Please note the vagueness and irrelevance of the statement. Whether the miniscule degree of human-caused warming, if any, justifies regulating carbon emissions from powerhouses is a political issue, and an issue not before the court. The issue is who has the authority to regulate: Congress, or the Bureaucracy?
Kagan goes on to say,
If the current rate of emissions continues, children born this year could live to see parts of the Eastern seaboard swallowed by the ocean. See Brief for Climate Scientists as Amici Curiae 6.
Rising waters, scorching heat, and other severe weather conditions could force “mass migration events[,] political crises, civil unrest,” and “even state failure.” Dept. of Defense, Climate Risk Analysis 8 (2021).
And by the end of this century, climate change could be the cause of “4.6 million excess yearly deaths.” See R. Bressler, The Mortality Cost of Carbon, 12 Nature Communications 4467, p. 5 (2021).
Please note none of the quoted words actually say what the surrounding text, which is Kagan’s, purports.
More to the point, please note these words come not from any a law, statute, opinion or even law review article. They are offered as a finding of fact over a point not in evidence in this case. Whether any quote here here comes from respectable scientific authority as opposed to a thinly-disguised lobbyist group, I leave as an exercise for the reader.

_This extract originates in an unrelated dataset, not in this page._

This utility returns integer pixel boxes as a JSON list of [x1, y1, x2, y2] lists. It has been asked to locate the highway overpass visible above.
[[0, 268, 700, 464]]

Next, her complaint is that the Supreme Court should not rule on the issue at all, on the grounds that since the Biden Administration may be issuing new rules in the future, meaning the issue is moot hence trivial.
She goes on to say that Congress intended the EPA to have authority under the Clean Air Act to alter any aspect of the energy industry allegedly having any remote effect on so-called greenhouse gas emissions.
Noting that the “stakes here are high,” Kagan lamented that Thursday’s ruling “prevents congressionally authorized agency action to curb power plants’ carbon dioxide emissions. The Court appoints itself — instead of Congress or the expert agency — the decision-maker on climate policy. I cannot think of many things more frightening.”
So the stakes are too high for the judicial branch to rule on whether the power-grab by the EPA (as that bureaucracy absurdly decrees carbon dioxide to be a pollutant) is lawful, but also too trivial to concern the judicial branch.
Moreover, the dissent claims “First, Members of Congress often don’t know enough— and know they don’t know enough—to regulate sensibly on an issue.”
By that logic, how does the Supreme Court know enough to know that the Congress intended its explicit laws and regulations passed by a due process of law actually to be overruled by a nonpolitical unaccountable bureaucratic process?
The dissent is foolish because the Justice is unwilling to see the distinction between when it may wise or useful or expedient to do, and what it is lawful to do. The core axiom on which the idea of limited government, of federalism, of enumerated powers, of constitutional government, and indeed any and all systems of ordered liberty rests on the distinction between the expedient and the legal.
It is impossible that a schoolboy with one semester of Civics 101 not grasp this distinction, much less a first year law student, and scandalous that a Supreme Court Justice pretend not to.
This is a landmark case, as it creates a precedent for curtailing the authority of federal bureaucracies who hitherto have arrogated to themselves legislative authority to expand their powers without limit, without need of congressional authority. This is one of the main points which made Neil Gorsuch and Brett Kavanaugh—two of the nation’s leading judicial minds on administrative law —so welcome as candidates when nominated.
The ruling may hamper President Joe Biden’s plan to fight climate change and could limit the authority of federal agencies across the executive branch.
Pray that the High Court continue in this vein. We may see a return to Constitutional government, if not in our lifetime, in those of our grandchildren.